Niemniej nadal uważam, że ORCO da sporo zarobić przy założeniu, że firma przeżyje. Inwestycja ta wciąż wiąże się jednak z dużym ryzykiem.
W obecnej sytuacji na ORCO wahania rzędu nawet + - 30 % są możliwe.
Przypominam o istotnych faktach:
1) 15 wrzesień walne i głosowanie nad ewentualną upadłością.
2) 25 września koniec ochrony przed wierzycielami.
3) Możliwość porozumienia (bądź nie porozumienia) z obligatoriuszami.

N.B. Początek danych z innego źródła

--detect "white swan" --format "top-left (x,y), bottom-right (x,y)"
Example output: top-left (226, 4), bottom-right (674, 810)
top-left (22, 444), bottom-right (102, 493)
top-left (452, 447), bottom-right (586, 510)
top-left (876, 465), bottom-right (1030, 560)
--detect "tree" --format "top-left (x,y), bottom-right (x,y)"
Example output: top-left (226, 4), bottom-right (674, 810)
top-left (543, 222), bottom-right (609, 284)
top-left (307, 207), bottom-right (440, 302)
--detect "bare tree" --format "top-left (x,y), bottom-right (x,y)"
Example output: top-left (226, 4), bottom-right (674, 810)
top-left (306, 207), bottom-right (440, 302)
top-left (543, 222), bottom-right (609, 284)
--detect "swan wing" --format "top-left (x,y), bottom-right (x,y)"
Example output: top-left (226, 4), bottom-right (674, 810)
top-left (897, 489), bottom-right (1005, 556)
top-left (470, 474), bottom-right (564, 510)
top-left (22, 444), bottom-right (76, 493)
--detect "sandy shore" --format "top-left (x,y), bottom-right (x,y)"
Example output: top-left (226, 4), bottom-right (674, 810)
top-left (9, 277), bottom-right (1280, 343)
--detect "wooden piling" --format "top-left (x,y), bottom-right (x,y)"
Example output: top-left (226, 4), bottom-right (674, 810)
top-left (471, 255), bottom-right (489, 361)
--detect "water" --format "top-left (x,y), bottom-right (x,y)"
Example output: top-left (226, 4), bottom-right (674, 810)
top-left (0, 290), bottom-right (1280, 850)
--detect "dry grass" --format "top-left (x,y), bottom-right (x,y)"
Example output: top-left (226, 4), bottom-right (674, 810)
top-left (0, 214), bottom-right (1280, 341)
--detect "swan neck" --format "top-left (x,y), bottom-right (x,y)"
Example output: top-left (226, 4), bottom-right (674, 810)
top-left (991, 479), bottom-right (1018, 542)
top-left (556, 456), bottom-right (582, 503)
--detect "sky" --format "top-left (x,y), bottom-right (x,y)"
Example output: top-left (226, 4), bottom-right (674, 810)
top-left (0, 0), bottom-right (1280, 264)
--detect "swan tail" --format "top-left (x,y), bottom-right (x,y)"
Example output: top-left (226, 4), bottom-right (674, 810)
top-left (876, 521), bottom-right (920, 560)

4) Przyjęcie/odrzucenie wniosku o przedłużenie okresu ochronnego przez sąd.
Z punktu widzenia AT:
Pozytywy:
Ostatnie minimum osiągnęliśmy na linii szyi (w Polsce okolice 32,21 zł) po czym nastąpiło odbicie, które przy trendzie wzrostowym powinno wynieść kurs na nowe szczyty.
Negatywy:
Niepokojący może być fakt, że ostatnie spadki odbyły się na rosnącym wolumenie a obecne wzrosty na malejącym, co może świadczyć o interpretacji ostatniego ruchu wzrostowego jako korekty ostatniego spadku i w konsekwencji pogłębieniu minimów w przyszłości.
Podsumowując odsunął bym jednak analizę AT na drugi plan i zwrócił uwagę na spore perypetie jakie czekają ORCO w bieżącym miesiącu i zastanowił się jaki poziom ryzyka i stresu akceptujemy jako inwestorzy. Według mnie na pewno nie można w tej spółce trzymać więcej niż 25 % portfela chyba, że jest się hazardzistą.